29 Ind. 37 | Ind. | 1867

Lead Opinion

Ray, J.

The only errors relied upon for a reversal of this case are presented by what purports to be a bill of exceptions. It is obj ected, by the appellee, that this paper forms no part of the record. Time was given to prepare a bill of exceptions until the third day of the next term of the court. On the third judicial day of the next term, the court, on its own motion, and without any eause shown of record, made an order giving the appellant until the fifteenth day of the following month to prepare said bill. We have heretofore ruled that no such extension of time can be given, unless upon notice to the adverse party. Sherman et al. v. Crothers, 25 Ind. 417. The paper filed recites that the parties were both present in court. Upon this phase of the subject we have not ruled, but it seems to us to present a serious question, whether, when the time has been fixed by the court, and the final judgment has been entered and the term of court has passed, the jurisdiction of the- court to grant any *38new extension of time has not ceased. The statute requires that an exception to a decision of the court must be taken at the time the decision is. made, but time may be given to reduce the exception to writing, but not beyond the term, unless by special leave of the court. The requirement that the exception be taken at the time the ruling is made, is in accordance with the common law. 2 Tidd’s Prac. 863. Our statute clearly implies that while time may. be given, in all eases, to reduce the exception to writing during the term, yet there should be some special and sufficient reason for extending, in any case, the liberty beyond the term of the court. While, therefore, we do not decide whether or not it be within the power of the judge, when such liberty has been given in any special ease, to grant a new extension of time before the expiration of the date limited, and while the court is in session at a subsequent term, we do not regard it.as unreasonable to require that when such leave is granted there should at least be a showing of record, that we may judge whether there existed any reasonable eause for the exercise of such a power, if we should consider it possessed by the court.
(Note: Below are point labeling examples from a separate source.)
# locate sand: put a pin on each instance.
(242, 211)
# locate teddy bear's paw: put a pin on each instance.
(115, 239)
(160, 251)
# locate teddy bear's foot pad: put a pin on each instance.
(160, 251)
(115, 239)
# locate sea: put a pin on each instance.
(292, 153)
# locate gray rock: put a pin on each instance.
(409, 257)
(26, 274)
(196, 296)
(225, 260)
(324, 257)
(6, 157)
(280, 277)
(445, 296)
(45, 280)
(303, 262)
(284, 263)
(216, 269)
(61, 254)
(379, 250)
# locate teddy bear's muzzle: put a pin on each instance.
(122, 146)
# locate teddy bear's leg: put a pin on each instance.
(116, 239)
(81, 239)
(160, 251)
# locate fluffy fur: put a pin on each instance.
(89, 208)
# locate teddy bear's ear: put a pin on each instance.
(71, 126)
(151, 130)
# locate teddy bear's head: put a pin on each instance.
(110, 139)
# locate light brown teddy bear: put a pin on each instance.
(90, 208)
It is most important to secure accuracy in a bill of exceptions, and to that end the bill should bfe prepared and presented while the matter is clear in the memory of the court and counsel.
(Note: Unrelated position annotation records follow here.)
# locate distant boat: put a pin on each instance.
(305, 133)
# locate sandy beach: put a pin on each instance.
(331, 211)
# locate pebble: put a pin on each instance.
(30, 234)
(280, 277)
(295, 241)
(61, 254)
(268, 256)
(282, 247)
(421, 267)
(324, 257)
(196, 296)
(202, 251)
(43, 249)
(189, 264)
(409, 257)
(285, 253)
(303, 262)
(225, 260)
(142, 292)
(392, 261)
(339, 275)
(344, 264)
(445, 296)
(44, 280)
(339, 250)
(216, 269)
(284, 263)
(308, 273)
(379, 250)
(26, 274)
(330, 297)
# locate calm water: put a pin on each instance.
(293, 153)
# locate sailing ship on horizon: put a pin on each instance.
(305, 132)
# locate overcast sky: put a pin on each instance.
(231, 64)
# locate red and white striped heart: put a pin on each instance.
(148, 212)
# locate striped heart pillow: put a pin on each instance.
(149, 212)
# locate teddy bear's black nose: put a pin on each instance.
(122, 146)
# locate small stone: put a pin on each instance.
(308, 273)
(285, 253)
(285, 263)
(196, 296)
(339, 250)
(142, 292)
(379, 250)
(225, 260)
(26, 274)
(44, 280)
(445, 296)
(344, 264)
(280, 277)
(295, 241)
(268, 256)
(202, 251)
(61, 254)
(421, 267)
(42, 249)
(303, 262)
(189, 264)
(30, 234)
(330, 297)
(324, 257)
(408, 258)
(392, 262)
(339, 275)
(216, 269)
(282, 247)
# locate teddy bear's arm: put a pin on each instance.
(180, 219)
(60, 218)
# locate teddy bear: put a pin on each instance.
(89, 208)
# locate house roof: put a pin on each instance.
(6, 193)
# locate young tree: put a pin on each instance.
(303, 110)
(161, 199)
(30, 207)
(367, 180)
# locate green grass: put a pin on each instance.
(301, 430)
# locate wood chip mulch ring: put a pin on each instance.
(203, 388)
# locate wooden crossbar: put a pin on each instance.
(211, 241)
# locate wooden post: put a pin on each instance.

We cannot regard the paper in the record as a bill of exceptions, and must therefore affirm the judgment, with costs.






Rehearing

ON PETITION POE REHEARING.

Ray, J.

In this ease we had ruled that when the time within which a bill of exceptions was to be presented had been fixed beyond the term of the court, by special leave, that such time could not be again extended. after final judgment and the close of the term, without eause shown, of the sufficiency of which we must be enabled to judge from the record. Desiring not to determine any question beyond the one presented! by the record,-we declined to *39decide whether, even upon reasonable cause shown, any power existed in the court, under such circumstances, to extend the time for presenting the bill of exceptions.

J. L. Worden, J. Morris and J. A. Fay, for appellant. J. A. Coffroth, for appellee.

An earnest petition for rehearing has been filed, and the rule urged upon our attention that we must presume in favor of the action of the court below, and that the record need not sustain that action where there exists a discretionary power in the court to act. It has, perhaps, resulted in this as in other cases, where a court reaching a conclusion -in regard to the point involved, and not desiring to decide any question beyond, has hesitated to state the full ground of the decision, realizing that the reason, if fully stated, would solve questions not presented for its consideration. Since the opinion was pronounced in this cause, other cases have required a consideration of the same subject, and it has accordingly been ruled, in Albaugh et al. v. James, post, p. 398, that if the bill of exceptions was signed by the judge within the time, it was sufficient, although not filed with the clerk. The party excepting is required to reduce the exception to writing within the time limited, and upon doing this, and presenting it to the judge for his signature, his duty is discharged. It was very plainly intimated, in Vanness v. Bradley et al., post, p. 388, that the control of the court over any case ended with the final judgment and the adjournment of the court, except only so far as the statute had authorized the judge to reserve a right for a fixed period to sign, or refuse to sign, a bill of exceptions.

To put at rest all doubts, we now, in overruling the petition for a rehearing in this case, decide that when a judge has exercised the power conferred by statute, and extended by special leave the time for preparing a bill of exceptions beyond the term, and has rendered judgment and adjourned his court, his power to make any new order in the case has ceased, unless some sufficient ground be shown to amend the record.